There are people chose to stop drinking, whose "inhibitory" neurons are affected in the same way as others who keep drinking. Is it hard for a chronic drinker to quit? Yes. Is it impossible? No. So they aren't "physically dependent" and they aren't "addicted" -- if you define addiction as physical dependency, which you did.

Alcohol does happen to be one of the few substances where withdrawal can actually be fatal for a long-term drunk.

>can't stop playing vidya
what games? I have the opposite problem I wanna get into gaming again but all recent games are shit. I wanna feel how it is to not be able to leave the computer because I'm having so much fun

>willpower
That's the problem. You don't fight addiction with willpower because addiction is so ingrained in you. You instead replace it with healthy habits like lifting. I conquered my alcoholism with exercise. Eventhoygh I still get the cravings and urges, they don't bother me anymore since I've learned to associate te urges and cravings with a proper behavior to cope with it. 12 step mettings (if you need a support system) can be a decent start, but don't rely on them fully.

At first it is a choice. But it becomes a survival mechanism afterwards due to the rewarding effects on the brain. It replaces it as a want into a need. It starts "needing" thst externsl chemical to create a dopamine flood.

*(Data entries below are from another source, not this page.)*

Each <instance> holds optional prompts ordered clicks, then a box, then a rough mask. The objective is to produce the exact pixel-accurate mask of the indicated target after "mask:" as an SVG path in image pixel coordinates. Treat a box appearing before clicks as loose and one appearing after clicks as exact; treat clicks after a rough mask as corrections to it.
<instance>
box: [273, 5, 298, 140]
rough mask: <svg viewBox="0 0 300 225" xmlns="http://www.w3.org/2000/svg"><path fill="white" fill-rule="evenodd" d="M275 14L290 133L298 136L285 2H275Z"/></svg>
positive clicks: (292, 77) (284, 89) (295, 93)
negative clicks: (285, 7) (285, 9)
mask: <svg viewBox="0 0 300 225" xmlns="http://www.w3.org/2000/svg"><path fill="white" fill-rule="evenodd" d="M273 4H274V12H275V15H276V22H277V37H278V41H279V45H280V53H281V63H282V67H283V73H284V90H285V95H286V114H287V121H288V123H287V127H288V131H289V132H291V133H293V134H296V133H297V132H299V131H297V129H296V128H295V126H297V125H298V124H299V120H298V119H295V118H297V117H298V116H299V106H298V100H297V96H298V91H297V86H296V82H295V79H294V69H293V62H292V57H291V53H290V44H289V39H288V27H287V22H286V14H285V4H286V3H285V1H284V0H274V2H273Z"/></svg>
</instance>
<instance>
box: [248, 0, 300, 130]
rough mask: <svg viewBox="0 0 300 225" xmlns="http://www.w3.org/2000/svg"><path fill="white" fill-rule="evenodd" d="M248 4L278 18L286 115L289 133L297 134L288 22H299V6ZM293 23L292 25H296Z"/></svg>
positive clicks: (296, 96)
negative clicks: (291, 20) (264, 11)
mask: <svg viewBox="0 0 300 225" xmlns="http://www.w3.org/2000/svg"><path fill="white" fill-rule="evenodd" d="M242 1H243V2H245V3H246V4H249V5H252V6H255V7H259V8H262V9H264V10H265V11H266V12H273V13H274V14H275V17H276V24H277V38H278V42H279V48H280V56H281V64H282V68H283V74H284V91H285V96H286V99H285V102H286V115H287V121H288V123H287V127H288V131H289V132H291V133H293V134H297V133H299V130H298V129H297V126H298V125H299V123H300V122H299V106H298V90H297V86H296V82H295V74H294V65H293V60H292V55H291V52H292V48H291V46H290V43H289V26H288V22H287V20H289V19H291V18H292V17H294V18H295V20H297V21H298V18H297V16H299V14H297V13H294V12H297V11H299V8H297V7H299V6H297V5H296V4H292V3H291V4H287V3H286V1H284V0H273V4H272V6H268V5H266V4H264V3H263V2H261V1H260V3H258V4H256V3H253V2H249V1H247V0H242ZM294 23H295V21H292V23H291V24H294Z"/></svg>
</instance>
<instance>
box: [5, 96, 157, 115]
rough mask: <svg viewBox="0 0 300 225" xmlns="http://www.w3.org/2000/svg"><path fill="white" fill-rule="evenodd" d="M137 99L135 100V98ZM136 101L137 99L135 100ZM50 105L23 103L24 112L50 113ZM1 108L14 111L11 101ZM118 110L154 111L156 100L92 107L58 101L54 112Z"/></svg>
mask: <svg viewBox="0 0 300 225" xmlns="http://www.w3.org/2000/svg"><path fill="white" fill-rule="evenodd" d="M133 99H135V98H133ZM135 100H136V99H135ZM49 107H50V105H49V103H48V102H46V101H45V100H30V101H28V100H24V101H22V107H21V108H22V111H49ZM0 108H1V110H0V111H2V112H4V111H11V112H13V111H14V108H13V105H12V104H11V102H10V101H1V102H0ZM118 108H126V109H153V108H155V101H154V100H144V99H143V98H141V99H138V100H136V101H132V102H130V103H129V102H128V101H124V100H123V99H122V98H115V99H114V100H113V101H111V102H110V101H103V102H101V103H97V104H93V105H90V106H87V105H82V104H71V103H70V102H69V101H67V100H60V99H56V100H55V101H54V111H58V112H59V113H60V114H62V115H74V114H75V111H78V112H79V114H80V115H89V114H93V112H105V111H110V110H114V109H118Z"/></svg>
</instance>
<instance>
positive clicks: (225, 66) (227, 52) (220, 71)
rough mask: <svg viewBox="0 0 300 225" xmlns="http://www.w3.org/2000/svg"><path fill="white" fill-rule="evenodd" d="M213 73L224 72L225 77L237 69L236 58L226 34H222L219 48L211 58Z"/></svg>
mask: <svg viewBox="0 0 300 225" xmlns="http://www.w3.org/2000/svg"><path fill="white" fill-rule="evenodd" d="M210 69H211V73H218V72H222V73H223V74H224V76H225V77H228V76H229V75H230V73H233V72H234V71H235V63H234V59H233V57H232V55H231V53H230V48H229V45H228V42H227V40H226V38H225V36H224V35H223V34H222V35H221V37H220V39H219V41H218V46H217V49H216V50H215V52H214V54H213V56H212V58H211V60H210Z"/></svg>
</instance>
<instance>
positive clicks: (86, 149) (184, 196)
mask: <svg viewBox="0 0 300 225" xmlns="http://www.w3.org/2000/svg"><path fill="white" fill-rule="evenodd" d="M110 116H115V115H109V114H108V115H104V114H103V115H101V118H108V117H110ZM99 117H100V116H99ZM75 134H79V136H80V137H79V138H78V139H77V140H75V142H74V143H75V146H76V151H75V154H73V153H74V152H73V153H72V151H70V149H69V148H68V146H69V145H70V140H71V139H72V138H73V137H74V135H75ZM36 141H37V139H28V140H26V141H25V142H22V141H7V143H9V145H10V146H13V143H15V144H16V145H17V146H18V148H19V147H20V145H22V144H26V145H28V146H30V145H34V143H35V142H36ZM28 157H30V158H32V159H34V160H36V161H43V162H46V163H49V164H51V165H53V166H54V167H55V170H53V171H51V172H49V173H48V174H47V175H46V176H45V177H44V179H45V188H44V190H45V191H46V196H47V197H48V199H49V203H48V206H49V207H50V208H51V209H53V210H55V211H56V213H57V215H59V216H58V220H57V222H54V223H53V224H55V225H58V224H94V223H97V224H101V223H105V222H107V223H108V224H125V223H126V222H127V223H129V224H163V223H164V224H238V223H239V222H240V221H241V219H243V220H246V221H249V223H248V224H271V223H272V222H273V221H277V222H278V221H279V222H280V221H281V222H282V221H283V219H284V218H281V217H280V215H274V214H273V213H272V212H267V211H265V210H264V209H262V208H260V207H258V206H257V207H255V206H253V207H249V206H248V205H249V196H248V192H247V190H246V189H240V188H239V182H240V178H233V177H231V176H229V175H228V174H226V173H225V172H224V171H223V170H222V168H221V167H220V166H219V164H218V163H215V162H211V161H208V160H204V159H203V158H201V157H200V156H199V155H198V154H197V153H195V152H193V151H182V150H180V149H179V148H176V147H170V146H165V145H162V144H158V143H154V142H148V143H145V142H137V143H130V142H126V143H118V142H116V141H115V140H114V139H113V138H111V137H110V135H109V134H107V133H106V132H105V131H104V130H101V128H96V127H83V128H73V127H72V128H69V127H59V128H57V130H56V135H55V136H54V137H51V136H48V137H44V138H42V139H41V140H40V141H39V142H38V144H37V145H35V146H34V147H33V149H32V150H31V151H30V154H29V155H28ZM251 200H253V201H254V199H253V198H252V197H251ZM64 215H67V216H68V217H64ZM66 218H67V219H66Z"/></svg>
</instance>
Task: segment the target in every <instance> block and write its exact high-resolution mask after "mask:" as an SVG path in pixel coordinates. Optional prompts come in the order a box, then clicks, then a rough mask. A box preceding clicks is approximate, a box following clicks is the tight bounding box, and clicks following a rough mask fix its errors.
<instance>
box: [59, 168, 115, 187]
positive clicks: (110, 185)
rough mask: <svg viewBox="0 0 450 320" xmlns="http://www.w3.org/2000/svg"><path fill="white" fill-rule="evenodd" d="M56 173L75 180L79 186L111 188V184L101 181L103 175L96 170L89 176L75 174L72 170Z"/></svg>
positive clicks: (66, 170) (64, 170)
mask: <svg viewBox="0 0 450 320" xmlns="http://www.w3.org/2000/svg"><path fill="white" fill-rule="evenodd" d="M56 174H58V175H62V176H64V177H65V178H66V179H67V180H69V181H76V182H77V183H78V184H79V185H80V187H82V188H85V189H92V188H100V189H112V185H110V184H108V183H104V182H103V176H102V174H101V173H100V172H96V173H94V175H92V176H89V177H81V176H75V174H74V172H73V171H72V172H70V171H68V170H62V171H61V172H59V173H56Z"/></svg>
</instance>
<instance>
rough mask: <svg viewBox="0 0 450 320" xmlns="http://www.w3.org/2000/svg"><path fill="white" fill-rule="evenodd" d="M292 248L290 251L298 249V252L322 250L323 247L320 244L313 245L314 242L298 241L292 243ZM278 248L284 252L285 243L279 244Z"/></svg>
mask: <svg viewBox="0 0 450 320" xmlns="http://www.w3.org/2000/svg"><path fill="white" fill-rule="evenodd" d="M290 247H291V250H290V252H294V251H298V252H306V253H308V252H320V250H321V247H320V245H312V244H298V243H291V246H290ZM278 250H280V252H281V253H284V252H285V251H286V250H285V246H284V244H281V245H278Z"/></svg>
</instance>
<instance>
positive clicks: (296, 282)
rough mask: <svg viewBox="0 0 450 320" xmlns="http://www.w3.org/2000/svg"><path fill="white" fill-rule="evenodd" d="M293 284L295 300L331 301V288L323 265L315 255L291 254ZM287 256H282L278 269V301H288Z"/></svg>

Due to the extremely high and easy way drugs and alcohol does this, it becomes an automatic behavior for survival that doesn't truly go away wven after we extinguished or reinfoeced better behaviors. This is why it's considered a disease.

youtu.be/l4yMz0TAdK4

this....I feel I am constantly trying to get back into it for the past experiences. It's just not the same any more. Even when high I find it boring af

If you stop video games will be boring after a few months. You will occasionally feel a pull to come back but don't do it.

Except this doesn't apply to the 99% of chronic drinkers to whom the label "addict" is applied.

I know you think you have science on your side but you're being deliberately vague with your language.

What exactly do you mean by "survival mechanism"? There are only a tiny minority of people who literally can't survive without their chosen poison. Then you say it becomes an "automatic behaviour", but, as I've said, people can and do quit, despite the dopamine floods, GABA inhibition or whatever.

You are trying to subtly suggest that people who are "addicted" to something *can't* stop -- which obviously isn't the case for the vast majority of people whom are labeled as "addicts".

Addiction is a woolly term used to excuse free choices.

...

used to be addicted to opiates

they lower test, literal gains goblin

luckily i am not a total degenerate now and i had some nice rebound gains

physical dependency is clearly defined

It simply means that the user will have physical withdrawal symptoms upon cessation of their drug of choice

How is someone "physically dependent" on a drug if they can physically become independent of the drug by deciding not to take it anymore, even if they have to go through "withdrawal"?

Like I've said, the vast majority of "addicts" will survive if they stop taking their drug of choice. So how are they "physically dependent"?

you mean you used to like taking opiates because, at that time, the pleasure outweighed the social and physical damage you were doing to yourself?